Лоуренс смущенно потер щеку.
– Не молчи, – приказала Камилла.
– Потому что у него не растут волосы на лице и на теле.
Камилла твердой рукой протянула пустую чашку, и Лоуренс положил ей еще ягод.
– Что это значит – не растут волосы на теле?
– Ты видела этого типа?
– Да, один раз.
– У него действительно безволосая кожа.
– Я что-то не пойму. – Камилла помрачнела. – У него на голове растут волосы, как у тебя и меня. Челка весь лоб закрывает.
– Я имею в виду не это: у него нет волос ни на лице, ни на теле.
– Ты хочешь сказать: на ногах, на руках, на груди?
– Да, кожа у парня гладкая, как у младенца. Я, конечно, его не рассматривал, но мне показалось, что он даже не бреется.

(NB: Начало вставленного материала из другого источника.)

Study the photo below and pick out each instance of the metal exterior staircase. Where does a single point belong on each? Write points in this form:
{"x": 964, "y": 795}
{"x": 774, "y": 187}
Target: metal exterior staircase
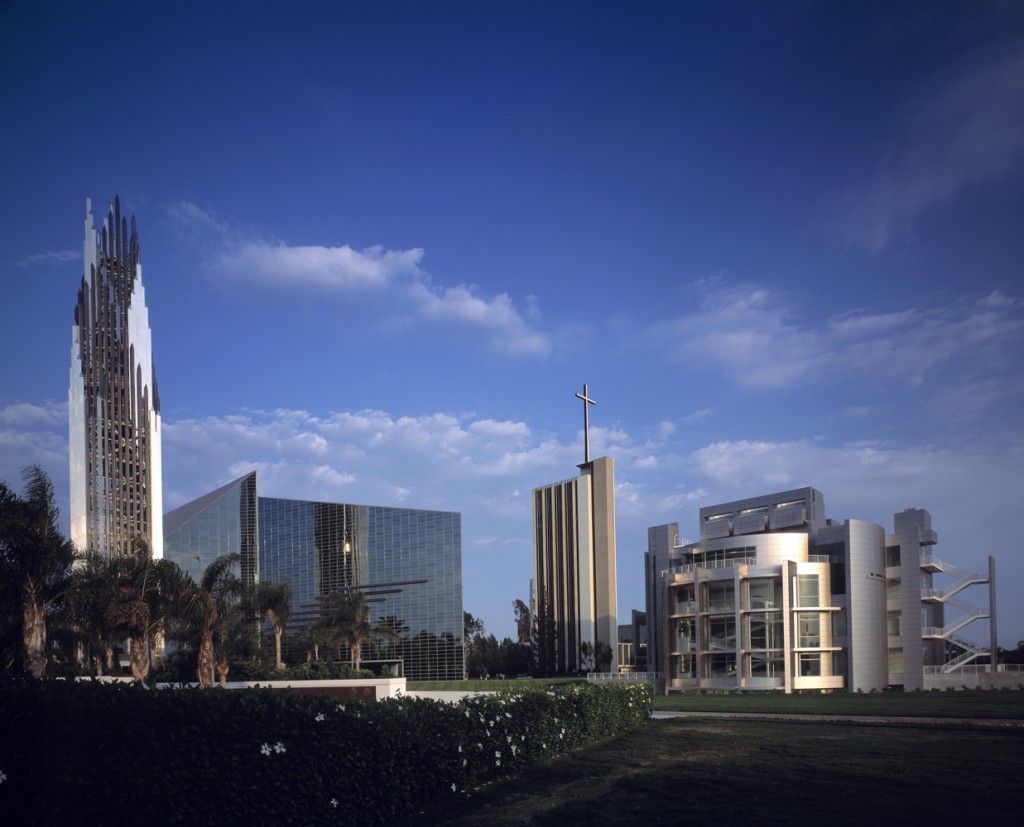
{"x": 962, "y": 579}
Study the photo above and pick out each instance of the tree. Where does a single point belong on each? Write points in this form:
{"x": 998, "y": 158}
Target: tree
{"x": 90, "y": 595}
{"x": 522, "y": 620}
{"x": 274, "y": 600}
{"x": 142, "y": 593}
{"x": 214, "y": 619}
{"x": 472, "y": 632}
{"x": 35, "y": 561}
{"x": 346, "y": 622}
{"x": 587, "y": 660}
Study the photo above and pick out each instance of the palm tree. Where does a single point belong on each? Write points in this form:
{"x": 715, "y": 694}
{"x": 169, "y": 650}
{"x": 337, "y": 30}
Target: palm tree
{"x": 274, "y": 600}
{"x": 346, "y": 621}
{"x": 220, "y": 618}
{"x": 90, "y": 595}
{"x": 143, "y": 592}
{"x": 35, "y": 561}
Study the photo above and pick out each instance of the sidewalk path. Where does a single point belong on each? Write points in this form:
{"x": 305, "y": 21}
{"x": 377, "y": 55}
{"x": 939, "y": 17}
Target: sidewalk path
{"x": 978, "y": 722}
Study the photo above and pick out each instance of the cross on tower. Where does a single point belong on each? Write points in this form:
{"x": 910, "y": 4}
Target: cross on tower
{"x": 587, "y": 401}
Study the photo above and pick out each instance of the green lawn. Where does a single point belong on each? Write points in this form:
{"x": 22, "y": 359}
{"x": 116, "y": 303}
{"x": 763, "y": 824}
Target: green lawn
{"x": 715, "y": 771}
{"x": 966, "y": 703}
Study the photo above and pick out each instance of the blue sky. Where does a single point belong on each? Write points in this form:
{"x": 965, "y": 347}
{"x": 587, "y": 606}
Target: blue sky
{"x": 384, "y": 245}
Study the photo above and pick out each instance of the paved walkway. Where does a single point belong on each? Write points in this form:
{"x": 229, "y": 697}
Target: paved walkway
{"x": 455, "y": 696}
{"x": 980, "y": 722}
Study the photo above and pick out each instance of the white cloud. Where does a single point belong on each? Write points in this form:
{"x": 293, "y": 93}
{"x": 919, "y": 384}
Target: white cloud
{"x": 22, "y": 415}
{"x": 967, "y": 134}
{"x": 329, "y": 267}
{"x": 48, "y": 258}
{"x": 238, "y": 257}
{"x": 483, "y": 469}
{"x": 751, "y": 335}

Камилла прикрыла глаза, пытаясь представить себе Массара, когда он стоял тем утром, прислонясь к фургону. Она вспомнила, как ее удивили его белоснежные руки и лицо, он выглядел особенно странно рядом с другими, смуглыми охотниками. Да, может, у него действительно безволосая кожа.
– И что? – с сомнением произнесла она. – Что с того?
– Вижу, ты не очень разбираешься в оборотнях, да?
– Разумеется, не разбираюсь.
– И не сумеешь распознать его при свете дня.
– Нет. А по каким приметам я должна узнать его, беднягу?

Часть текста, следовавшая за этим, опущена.